An accidental discovery

At Cornell University, historian Mitch Kachun was wading through old issues of The Christian Recorder on microfilm when he happened on Collins’s story. After several years of investigating Collins’s life, Kachun brought his findings to Andrews, a literary scholar, who immediately realized they had something special. “It’s hard to know how many people may have come across Collins’s story at one time or another while doing historical research on The Christian Recorder,” Andrews says. Dozens of historians may have skimmed over The Curse of Caste because they were searching for historical facts, not fiction. “If someone had come across Frances Ellen Watkins Harper, reading through the Recorder,” Andrews says, “they would have said ‘Oh, I know who she is,’ and then they might have paid more attention to her work.” No one knows the name Julia Collins, he says, so she’s been invisible for decades.

The Curse of Caste may never have seen the light of day if Collins had approached a publisher to distribute it for her, and she may have foreseen that. She may have also known that self-publishing, as Harriet Wilson struggled through when she wrote Our Nig, would be expensive and difficult. When she decided to serialize her novel in The Christian Recorder, the official newspaper of the African Methodist Episcopal Church, Collins most likely knew that black readers across the country would find her words, and that the story would get farther than she could ever push it by herself.

Who was this woman? Where did she come from? And what gave her the audacity to think that she could write a successful novel in 1865?

Kachun dug through property records, probate records, tax records, birth and death records, and countless newspapers. “I found a couple of scattered references that don’t tell us much,” he says. We do know that Collins was from Williamsport, Pennsylvania, and that she was one of about five hundred African Americans in a rapidly growing city of ten thousand people. We know that Collins was her married name, and that she was literate. And we know that she had a strong social conscience and cared passionately about the education of women.

In 1865, most white readers approached literature with certain assumptions, Andrews says. Their perception of women of color was that they weren’t really interested in or devoted to marriage the way white women were. But unlike white authors of that time, whose work was most of what people read, Collins presented her female characters as being utterly committed to their marriages—a breath of fresh air to her readers.

Julia Collins, Andrews believes, was extremely ambitious. “She was trying to present the character of African American women in a way that would put them at the front of the stage instead of at the back. She did that in a way that doesn’t just make them objects of pity, doesn’t just present them as victims. Collins was determined to honor the love of African American women by showing them committed to the institution of marriage, regardless of caste barriers designed to limit their choices.”

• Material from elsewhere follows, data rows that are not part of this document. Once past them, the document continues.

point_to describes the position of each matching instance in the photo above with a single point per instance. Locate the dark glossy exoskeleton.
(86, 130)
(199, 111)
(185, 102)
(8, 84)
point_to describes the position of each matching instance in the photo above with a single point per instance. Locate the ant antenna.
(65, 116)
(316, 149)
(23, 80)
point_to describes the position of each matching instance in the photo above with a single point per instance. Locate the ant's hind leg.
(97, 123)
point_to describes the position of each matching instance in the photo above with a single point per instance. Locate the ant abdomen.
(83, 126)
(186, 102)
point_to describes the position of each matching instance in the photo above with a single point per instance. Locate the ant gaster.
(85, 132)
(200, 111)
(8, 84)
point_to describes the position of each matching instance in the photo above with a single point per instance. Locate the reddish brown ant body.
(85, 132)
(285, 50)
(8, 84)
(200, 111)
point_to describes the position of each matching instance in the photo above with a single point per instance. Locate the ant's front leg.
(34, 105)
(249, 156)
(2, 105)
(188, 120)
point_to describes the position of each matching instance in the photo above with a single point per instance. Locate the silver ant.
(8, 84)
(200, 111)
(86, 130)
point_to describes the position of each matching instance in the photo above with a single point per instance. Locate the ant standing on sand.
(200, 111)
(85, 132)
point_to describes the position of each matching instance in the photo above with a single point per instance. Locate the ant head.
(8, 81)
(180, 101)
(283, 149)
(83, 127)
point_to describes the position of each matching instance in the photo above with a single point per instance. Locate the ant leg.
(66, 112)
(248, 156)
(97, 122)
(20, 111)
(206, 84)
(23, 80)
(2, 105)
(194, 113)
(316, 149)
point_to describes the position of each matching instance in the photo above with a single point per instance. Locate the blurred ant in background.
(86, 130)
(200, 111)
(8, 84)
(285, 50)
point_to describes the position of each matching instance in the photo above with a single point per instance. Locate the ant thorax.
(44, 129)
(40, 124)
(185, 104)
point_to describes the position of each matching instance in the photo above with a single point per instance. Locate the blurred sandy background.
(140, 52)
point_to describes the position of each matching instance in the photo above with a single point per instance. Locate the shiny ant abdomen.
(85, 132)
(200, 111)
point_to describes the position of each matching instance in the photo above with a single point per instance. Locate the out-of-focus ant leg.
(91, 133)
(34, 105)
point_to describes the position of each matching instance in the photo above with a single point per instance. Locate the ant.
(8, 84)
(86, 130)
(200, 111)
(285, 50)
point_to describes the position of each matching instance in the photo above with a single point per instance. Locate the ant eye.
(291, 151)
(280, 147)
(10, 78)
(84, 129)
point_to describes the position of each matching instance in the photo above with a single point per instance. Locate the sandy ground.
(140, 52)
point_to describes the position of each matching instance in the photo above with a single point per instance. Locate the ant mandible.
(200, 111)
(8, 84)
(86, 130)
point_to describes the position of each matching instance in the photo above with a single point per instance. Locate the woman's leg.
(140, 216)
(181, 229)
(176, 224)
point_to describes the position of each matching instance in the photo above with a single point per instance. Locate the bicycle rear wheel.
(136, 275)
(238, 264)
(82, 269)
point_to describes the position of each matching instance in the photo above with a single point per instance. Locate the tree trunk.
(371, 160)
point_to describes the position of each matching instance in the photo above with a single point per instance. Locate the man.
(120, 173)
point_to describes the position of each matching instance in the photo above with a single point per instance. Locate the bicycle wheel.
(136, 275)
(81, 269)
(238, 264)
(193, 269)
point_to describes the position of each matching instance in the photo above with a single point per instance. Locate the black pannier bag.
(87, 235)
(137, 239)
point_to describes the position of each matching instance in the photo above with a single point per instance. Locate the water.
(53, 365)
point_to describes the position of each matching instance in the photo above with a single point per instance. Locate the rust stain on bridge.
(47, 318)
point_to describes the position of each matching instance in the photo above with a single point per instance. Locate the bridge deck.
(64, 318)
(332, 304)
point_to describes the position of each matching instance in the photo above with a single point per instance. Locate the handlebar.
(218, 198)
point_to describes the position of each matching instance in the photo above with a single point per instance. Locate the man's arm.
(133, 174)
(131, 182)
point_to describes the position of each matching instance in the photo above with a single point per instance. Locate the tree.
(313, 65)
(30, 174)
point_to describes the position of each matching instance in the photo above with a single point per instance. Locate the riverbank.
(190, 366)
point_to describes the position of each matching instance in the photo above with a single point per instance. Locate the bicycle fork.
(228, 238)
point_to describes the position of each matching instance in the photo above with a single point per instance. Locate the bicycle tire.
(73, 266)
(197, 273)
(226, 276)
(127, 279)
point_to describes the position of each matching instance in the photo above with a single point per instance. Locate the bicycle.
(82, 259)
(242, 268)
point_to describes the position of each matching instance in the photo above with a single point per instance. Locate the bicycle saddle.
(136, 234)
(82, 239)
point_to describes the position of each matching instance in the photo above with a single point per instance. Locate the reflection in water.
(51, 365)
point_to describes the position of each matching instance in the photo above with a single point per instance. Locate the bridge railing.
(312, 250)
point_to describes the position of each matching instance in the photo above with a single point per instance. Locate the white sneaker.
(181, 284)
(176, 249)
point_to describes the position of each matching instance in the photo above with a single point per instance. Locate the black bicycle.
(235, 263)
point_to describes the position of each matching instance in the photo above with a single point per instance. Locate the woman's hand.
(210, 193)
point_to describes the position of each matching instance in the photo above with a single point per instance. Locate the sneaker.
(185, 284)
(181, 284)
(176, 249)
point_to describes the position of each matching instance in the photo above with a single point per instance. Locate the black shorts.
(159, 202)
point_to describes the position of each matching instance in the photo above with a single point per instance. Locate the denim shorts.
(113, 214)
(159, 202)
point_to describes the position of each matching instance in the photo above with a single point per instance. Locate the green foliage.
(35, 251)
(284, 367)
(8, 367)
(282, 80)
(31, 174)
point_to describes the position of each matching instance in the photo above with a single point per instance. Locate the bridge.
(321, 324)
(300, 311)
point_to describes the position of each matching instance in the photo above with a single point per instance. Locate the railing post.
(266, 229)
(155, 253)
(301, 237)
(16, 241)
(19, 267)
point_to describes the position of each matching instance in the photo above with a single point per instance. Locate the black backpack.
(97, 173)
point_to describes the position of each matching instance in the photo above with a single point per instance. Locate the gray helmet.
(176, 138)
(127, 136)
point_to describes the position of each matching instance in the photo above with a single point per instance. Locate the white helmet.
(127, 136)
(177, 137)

And now, almost 150 years later, we can decide how the story should have ended. The Curse of Caste will appear in book form for the first time this October. Because Collins never finished her novel, Andrews outlined two alternate endings: one happy, one tragic. This edition, which will include the proposed endings, should promote discussion and debate in many African American literature classes, he says.

Readers wrote to The Christian Recorder after The Curse of Caste disappeared from the front page, pleading for a conclusion and the whereabouts of the writer. Collins’s readers, Andrews says, had no doubt that hers was the first story of its kind. “They must have thought, ‘Here is a black woman’s voice like none we’ve ever heard before.’” end of story

William Andrews is E. Maynard Adams Professor of English at Carolina. Mitch Kachun is Associate Professor of History at Western Michigan University. Kachun discovered Collins’s work while researching his book, Festivals of Freedom: Memory and Meaning in African American Emancipation Celebrations, 1808-1915. The Curse of Caste by Julia Collins will be available from Oxford University Press in October 2006.